Os negócios (bastante peculiares) não estão indo bem para Jimmy, embora ele disfarce exibindo um corte de cabelo impecável, esbanje sorrisos e otimismo irresistíveis no rosto e use ternos elegantes. Contudo ele mantém em vida o sonho de poder, um dia, comprar uma lancha e mudar-se para longe de Denver.
Embora hoje ele tente sobreviver honestamente, guarda na gaveta um passado como gangster de todo respeito (o apelido "Santo" vem dele ter frequentado o seminário quando jovem, até perder a vocação e entrar no mundo do crime).
Para salvar sua empresa, endividada até o pescoço, ele se vê obrigado a aceitar executar um "trabalho", na verdade uma "coisinha simples", para o chefão do crime local. Poderia agir sozinho, mas prefere convocar os companheiros dos velhos tempos, que também financeiramente não navegam em boas águas. No meio da operação um imprevisto acontece, a situação precipita e Jimmy, terá que repensar na sua vida e correr atrás do prejuízo. Sentindo-se responsável, tentará salvar o que for possível e consertar os erros cometidos.
O elenco inclui, além da grande atuação de Andy Garcia, que literalmente dá vida a um personagem melancólico, mas ao mesmo tempo provido de bom coração e cheio de alegria (e é impossível não gostar dele!), um notável Christopher Warden, que interpreta o chefão mafioso paraplégico, o tempo todo em uma cadeira de rodas. Um personagem azedo e cínico, amargurado pela vida, que parece ter sido muito má com ele: além da enfermidade, teve que passar pelo falecimento da esposa amada e hoje, o único laço familiar que sobrou-lhe, é o do filho, um garotão seriamente retardado, que vive arrumando-lhe problemas.

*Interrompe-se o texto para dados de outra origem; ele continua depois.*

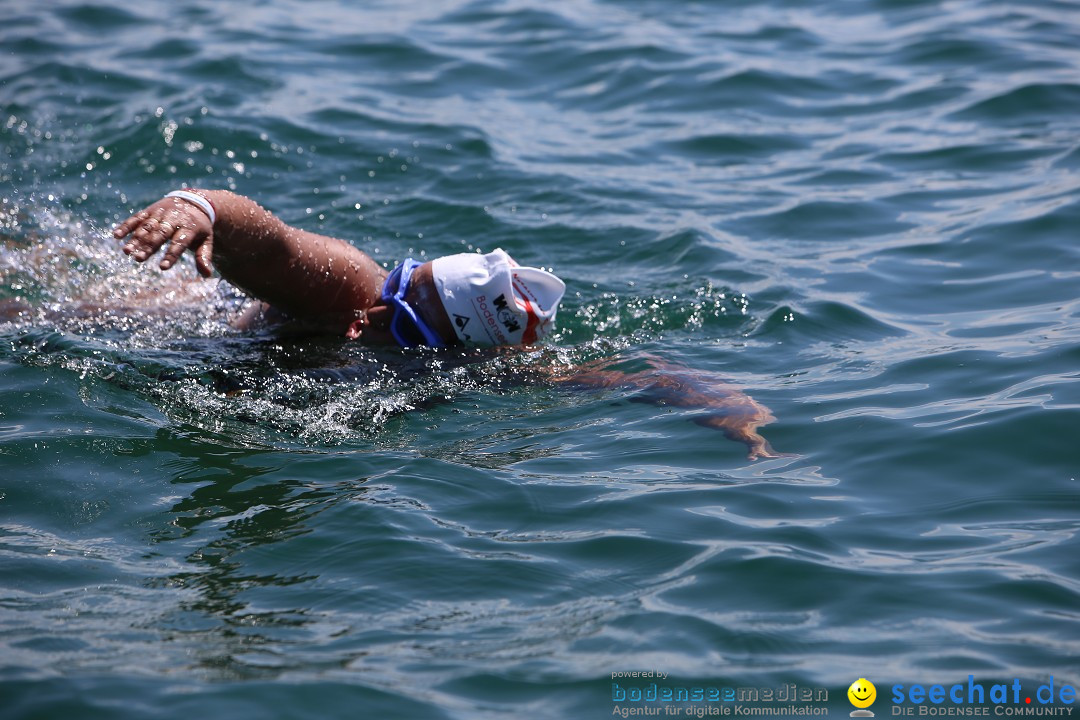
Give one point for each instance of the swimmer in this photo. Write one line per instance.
(458, 300)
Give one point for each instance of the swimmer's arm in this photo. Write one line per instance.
(728, 408)
(301, 273)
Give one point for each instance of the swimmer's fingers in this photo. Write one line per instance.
(187, 239)
(204, 255)
(148, 234)
(170, 220)
(130, 225)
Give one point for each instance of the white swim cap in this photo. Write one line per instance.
(494, 301)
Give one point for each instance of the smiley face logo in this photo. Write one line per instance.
(862, 693)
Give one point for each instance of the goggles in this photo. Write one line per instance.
(406, 325)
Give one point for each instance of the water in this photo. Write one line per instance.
(862, 213)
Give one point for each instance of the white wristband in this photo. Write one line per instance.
(196, 199)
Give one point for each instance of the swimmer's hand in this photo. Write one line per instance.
(175, 221)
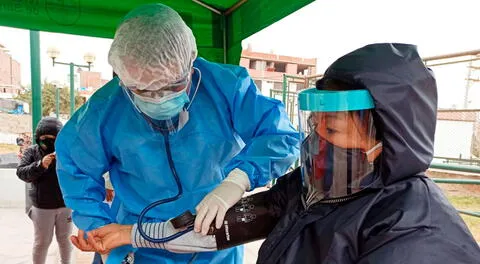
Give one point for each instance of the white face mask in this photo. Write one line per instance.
(166, 108)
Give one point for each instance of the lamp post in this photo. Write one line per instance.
(57, 99)
(89, 58)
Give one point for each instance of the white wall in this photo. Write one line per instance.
(8, 138)
(12, 189)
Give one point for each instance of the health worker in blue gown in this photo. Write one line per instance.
(170, 125)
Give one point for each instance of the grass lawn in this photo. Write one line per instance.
(469, 203)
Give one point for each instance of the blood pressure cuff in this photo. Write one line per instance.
(252, 218)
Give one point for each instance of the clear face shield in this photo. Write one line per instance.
(339, 144)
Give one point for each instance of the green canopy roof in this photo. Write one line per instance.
(219, 25)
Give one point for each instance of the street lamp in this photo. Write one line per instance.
(57, 99)
(89, 58)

Da sua mansão,onde vive constantemente assistido por uma enfermeira supersexy e cercado pelos seus capangas, ele controla seus negócios criminosos.
Gabrielle Anwar (a atriz que dança o tango na famosíssima cena com Al Pacino em "Perfume de mulher") esbanja juventude e sensualidade ao interpretar Dagney, a linda jovem que conquista o coração de Jimmy. A química entre Gabrielle e Andy é muito boa, o casal protagoniza algumas cenas memoráveis.

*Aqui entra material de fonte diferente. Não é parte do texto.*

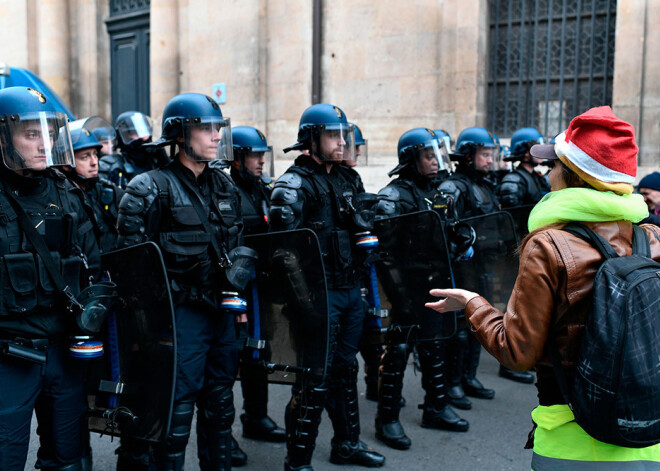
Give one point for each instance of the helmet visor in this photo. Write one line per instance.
(36, 141)
(104, 133)
(432, 157)
(257, 161)
(336, 142)
(208, 138)
(134, 127)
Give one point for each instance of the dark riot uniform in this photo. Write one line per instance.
(158, 207)
(473, 194)
(310, 197)
(32, 315)
(521, 187)
(408, 193)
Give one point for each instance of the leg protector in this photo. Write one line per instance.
(342, 404)
(437, 413)
(219, 412)
(171, 457)
(371, 354)
(302, 418)
(456, 350)
(390, 381)
(471, 385)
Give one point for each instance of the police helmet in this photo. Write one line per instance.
(321, 119)
(471, 139)
(247, 140)
(194, 120)
(33, 134)
(417, 142)
(361, 145)
(134, 128)
(522, 140)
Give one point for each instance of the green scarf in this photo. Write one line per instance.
(585, 204)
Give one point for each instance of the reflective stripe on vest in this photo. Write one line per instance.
(561, 444)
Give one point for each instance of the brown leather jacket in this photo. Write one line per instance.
(552, 294)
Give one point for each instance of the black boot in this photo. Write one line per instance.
(455, 353)
(345, 452)
(388, 428)
(437, 413)
(520, 376)
(471, 385)
(256, 423)
(302, 418)
(238, 456)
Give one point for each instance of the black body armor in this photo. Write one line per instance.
(30, 304)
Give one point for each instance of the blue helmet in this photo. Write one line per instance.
(188, 113)
(134, 128)
(82, 138)
(361, 144)
(24, 111)
(415, 141)
(321, 118)
(471, 139)
(522, 140)
(246, 140)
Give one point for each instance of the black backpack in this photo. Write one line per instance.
(615, 396)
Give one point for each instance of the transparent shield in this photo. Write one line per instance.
(336, 142)
(208, 138)
(36, 141)
(135, 126)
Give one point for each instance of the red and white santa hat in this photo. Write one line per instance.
(601, 149)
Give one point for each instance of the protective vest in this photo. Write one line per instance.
(104, 199)
(185, 244)
(478, 196)
(329, 206)
(560, 443)
(255, 201)
(25, 285)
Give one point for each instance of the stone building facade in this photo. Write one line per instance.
(390, 65)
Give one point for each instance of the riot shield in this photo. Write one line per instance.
(288, 306)
(493, 269)
(132, 387)
(520, 215)
(414, 258)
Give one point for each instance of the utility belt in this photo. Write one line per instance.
(33, 350)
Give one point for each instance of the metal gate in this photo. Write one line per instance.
(128, 27)
(550, 60)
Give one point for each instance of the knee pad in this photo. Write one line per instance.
(218, 406)
(182, 415)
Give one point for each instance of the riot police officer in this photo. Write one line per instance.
(473, 194)
(370, 348)
(523, 186)
(314, 194)
(49, 254)
(422, 156)
(251, 154)
(136, 156)
(191, 209)
(103, 196)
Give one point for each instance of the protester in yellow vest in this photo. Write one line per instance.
(595, 163)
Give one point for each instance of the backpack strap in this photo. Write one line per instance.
(587, 234)
(641, 245)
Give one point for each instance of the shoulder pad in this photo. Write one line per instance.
(289, 180)
(389, 193)
(141, 185)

Todos os personagens são bem construídos, ao ponto de alguns parecerem personagens de quadrinhos, com características peculiares mas não estereotipados. O diretor desenvolve com grande habilidade o psicológico deles.
"Critical" Bill (Treat Williams), um dos parceiros de Jimmy, é um brutamonte violento e asqueroso com sérios distúrbios mentais que treina boxe batendo em cadáveres; Olden (Christopher Lloyd, o "Doc" de "De volta ao futuro", o mais idoso da turma, ganha a vida projetando filmes em um cinema pornô; Lucinda (Fairuza Balk) é uma jovem prostituta que sonha em um dia ter um filho com Jimmy e vive pedindo dinheiro emprestado; Steve Buscemi é perfeito como killer silencioso e frio, a morte personificada, uma figura dificilmente esquecível, mesmo tendo importância marginal no contexto da história.

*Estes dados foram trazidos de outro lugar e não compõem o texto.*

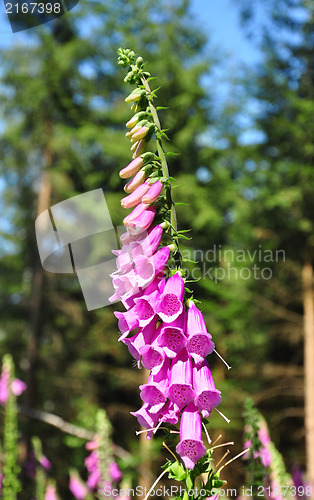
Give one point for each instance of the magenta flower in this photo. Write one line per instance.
(180, 389)
(141, 339)
(115, 473)
(154, 392)
(207, 396)
(17, 386)
(127, 321)
(153, 192)
(51, 493)
(199, 341)
(77, 487)
(44, 462)
(146, 418)
(172, 337)
(171, 301)
(191, 447)
(139, 148)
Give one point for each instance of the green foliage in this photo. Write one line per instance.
(255, 470)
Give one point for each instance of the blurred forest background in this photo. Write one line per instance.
(62, 133)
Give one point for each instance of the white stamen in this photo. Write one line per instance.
(206, 432)
(223, 416)
(156, 482)
(222, 359)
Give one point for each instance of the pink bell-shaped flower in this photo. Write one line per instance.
(199, 341)
(170, 304)
(207, 396)
(191, 447)
(180, 390)
(172, 337)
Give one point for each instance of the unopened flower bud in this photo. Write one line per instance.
(132, 168)
(135, 119)
(141, 133)
(135, 96)
(135, 197)
(136, 181)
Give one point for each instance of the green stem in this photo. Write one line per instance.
(161, 154)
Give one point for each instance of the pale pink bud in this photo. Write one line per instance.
(136, 181)
(132, 168)
(135, 198)
(140, 133)
(140, 148)
(153, 193)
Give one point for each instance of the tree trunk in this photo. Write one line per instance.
(308, 310)
(43, 203)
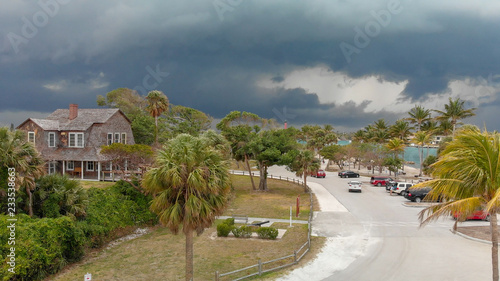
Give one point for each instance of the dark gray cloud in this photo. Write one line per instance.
(211, 54)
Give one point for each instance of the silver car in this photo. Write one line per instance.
(354, 186)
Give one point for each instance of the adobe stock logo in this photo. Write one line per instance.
(40, 19)
(224, 6)
(151, 80)
(372, 29)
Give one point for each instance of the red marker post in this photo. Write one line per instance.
(298, 206)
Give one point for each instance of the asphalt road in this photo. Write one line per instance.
(377, 238)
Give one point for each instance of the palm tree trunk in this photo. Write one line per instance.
(30, 202)
(263, 178)
(189, 255)
(305, 182)
(249, 171)
(494, 244)
(156, 130)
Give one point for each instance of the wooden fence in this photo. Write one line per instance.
(279, 263)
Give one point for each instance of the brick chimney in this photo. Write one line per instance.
(73, 111)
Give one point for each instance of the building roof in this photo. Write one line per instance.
(85, 118)
(59, 119)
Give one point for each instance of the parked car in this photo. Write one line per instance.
(417, 194)
(348, 174)
(477, 215)
(379, 181)
(318, 174)
(354, 186)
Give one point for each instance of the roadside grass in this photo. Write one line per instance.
(97, 184)
(159, 255)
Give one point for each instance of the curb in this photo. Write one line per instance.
(470, 237)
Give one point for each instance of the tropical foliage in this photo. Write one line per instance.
(190, 184)
(467, 178)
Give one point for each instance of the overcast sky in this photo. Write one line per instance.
(344, 63)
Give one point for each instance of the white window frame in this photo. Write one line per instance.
(77, 137)
(70, 165)
(93, 166)
(53, 135)
(31, 137)
(52, 167)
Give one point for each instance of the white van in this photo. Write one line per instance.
(400, 187)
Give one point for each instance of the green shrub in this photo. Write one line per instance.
(242, 231)
(229, 221)
(223, 229)
(267, 233)
(42, 246)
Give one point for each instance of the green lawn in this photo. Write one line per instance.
(159, 255)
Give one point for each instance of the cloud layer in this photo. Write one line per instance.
(346, 63)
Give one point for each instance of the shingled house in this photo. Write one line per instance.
(70, 139)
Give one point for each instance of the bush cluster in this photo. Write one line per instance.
(267, 233)
(225, 227)
(45, 245)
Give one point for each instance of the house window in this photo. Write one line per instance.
(70, 166)
(75, 140)
(90, 165)
(52, 168)
(31, 137)
(52, 139)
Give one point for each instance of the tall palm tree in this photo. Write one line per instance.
(190, 184)
(397, 146)
(303, 164)
(455, 111)
(16, 152)
(419, 115)
(157, 104)
(467, 177)
(421, 139)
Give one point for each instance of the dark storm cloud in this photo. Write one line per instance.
(215, 53)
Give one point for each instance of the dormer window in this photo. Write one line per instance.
(52, 139)
(75, 140)
(31, 137)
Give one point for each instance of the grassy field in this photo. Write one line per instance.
(159, 255)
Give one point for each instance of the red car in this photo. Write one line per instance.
(319, 174)
(477, 215)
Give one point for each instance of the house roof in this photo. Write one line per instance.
(85, 118)
(59, 119)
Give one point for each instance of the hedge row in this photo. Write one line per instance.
(44, 246)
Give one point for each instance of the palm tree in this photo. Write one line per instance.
(16, 152)
(190, 184)
(467, 177)
(421, 139)
(419, 115)
(303, 164)
(455, 111)
(157, 104)
(397, 145)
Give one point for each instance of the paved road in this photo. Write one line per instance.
(377, 238)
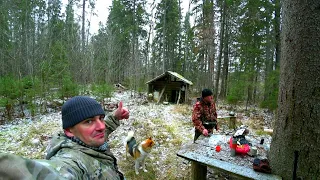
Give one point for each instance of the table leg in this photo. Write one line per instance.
(199, 171)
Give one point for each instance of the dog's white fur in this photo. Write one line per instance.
(140, 152)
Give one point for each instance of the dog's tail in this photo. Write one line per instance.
(129, 137)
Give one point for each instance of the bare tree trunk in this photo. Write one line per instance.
(83, 32)
(222, 27)
(277, 31)
(294, 152)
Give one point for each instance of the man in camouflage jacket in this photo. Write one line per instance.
(80, 152)
(204, 115)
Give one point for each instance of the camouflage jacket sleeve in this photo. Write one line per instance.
(16, 167)
(196, 117)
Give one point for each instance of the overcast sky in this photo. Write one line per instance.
(102, 11)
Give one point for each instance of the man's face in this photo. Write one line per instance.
(90, 131)
(208, 99)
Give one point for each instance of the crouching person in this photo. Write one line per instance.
(80, 152)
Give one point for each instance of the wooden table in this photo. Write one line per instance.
(202, 154)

É muito interessante assistir à luta que os personagens terão que travar para arcarem com as consequências das próprias ações e que os levará para os próprios destinos.
Outro elemento de destaque deste filme é a linguagem muito peculiar, repleta de gírias e expressões quase incompreensíveis e de difícil tradução ("boat drinks", "mammy-rammer", "give it a name", "buckwheats"), os diálogos afiados e crus que tornam a história mais real e às vezes puramente trash. Algumas falas são inesquecíveis ("Eu sou Godzilla, você é o Japão!")
Mas atenção: não se trata apenas de mais um filme de gangsters ou de pura ação. Nas cenas e no desenvolver dos eventos é recorrente o tema da fragilidade da vida, da frustração da mortalidade e a angustia da iminência da morte, o que leva a refletir sobre nossas ações, sobre nossa existência, não apenas na dimensão presente dos fatos cotidianos mas também em perspectiva futura, visando o tempo em que não mais estaremos aqui.
Com muito bom gosto Fleder insere na trilha sonora algumas pérolas de Tom Waits, Johnny Cash, Morphine e Buddy Guy, que muito oportunamente ajudam a descrever algumas cenas de forma mais viva e dinâmica.
Sem mencionar a cena final, tão linda que chega a dar um aperto no peito.